I invite you to peruse the City’s website on water supply (
http://www.nanaimo.ca/EN/main/departments/Engineering-Public-Works/WaterSupply.html) for further information on our future direction, watershed protection, and other water quality reports.
Again, thank you for contacting the City directly with your inquiry. Please feel free to call or email if you have any further questions or if I can clarify any of the above points.
Sincerely,
Bill Sims
Wm. D. Sims, AScT
Manager, Water Resources
City of Nanaimo
250.756.5302
Bill.Simsnanaimo.ca
INGMARS RESPONSEBill Sims answers your concerns with the typical old-school environmental illiteracy that has allowed the Nanaimo community drinking watershed to be utterly trashed by giant trans-national logging corporations. He says that "... reforestation itself reduces erosion, and promotes water quality..." but of course, neglects to mention that reforestation happens only after the forest itself has been destroyed, thereby allowing terrible erosion and turbidity to occur. I could never understand why Nanaimo's mayor and council were always so utterly beholden to the idea that industrial clearcut logging should be the primary activity on all the land which produces the water that their citizens have to drink. There are reams of evidence that destroying forests degrades and pollutes water. There are reams of evidence that chemical fertilization pollutes water and causes eutrophication.

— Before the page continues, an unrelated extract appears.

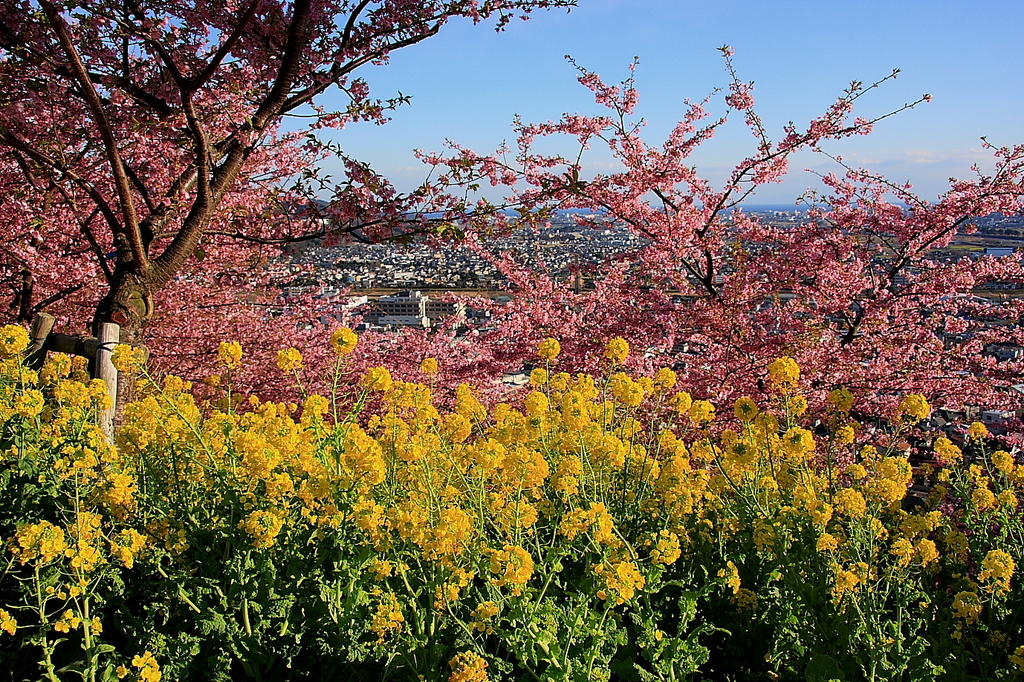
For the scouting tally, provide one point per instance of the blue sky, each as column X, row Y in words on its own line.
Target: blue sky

Weyerhaeuser spewed more than 60 tons (we're talking semi-truckloads here) into Nanaimo's drinking watershed without even bothering to mention it to officials at the Greater Nanaimo Water District.
In his letter to you Sheila, Mr. Sims evades the fact that the GNWD's own tests proved that chemical fertilizers spread by Weyerhaeuser inside the watershed were laced with dioxins consistent with industrial waste, - dioxins being amongst the most toxic chemicals known to exist. And he also evades the fact that nitrates consistent with fertilizer contamination did show up in random sampling inside the watershed.
It would be very, very easy, politically, to simply expropriate the entire drinking water supply area away from the Bermuda-based logging corporation which now "owns" it. What citizen of Nanaimo, in their right mind, would object to the City owning and controlling the area for the sole purpose of providing pure drinking water to its citizens in perpetuity?? Especially considering that now that the entire watershed is nothing but a steaming-stumpfield and nothing but a tax-burden to the logging corporations which destroyed it. On a planet facing ecological catastophe, pure drinking water is an increasingly, desperately precious resource. I cannot understand the political inertia that is preventing the expropriation of those lands. They should do their duty to the citizens of Nanaimo, and all their future descendents and get control of that watershed.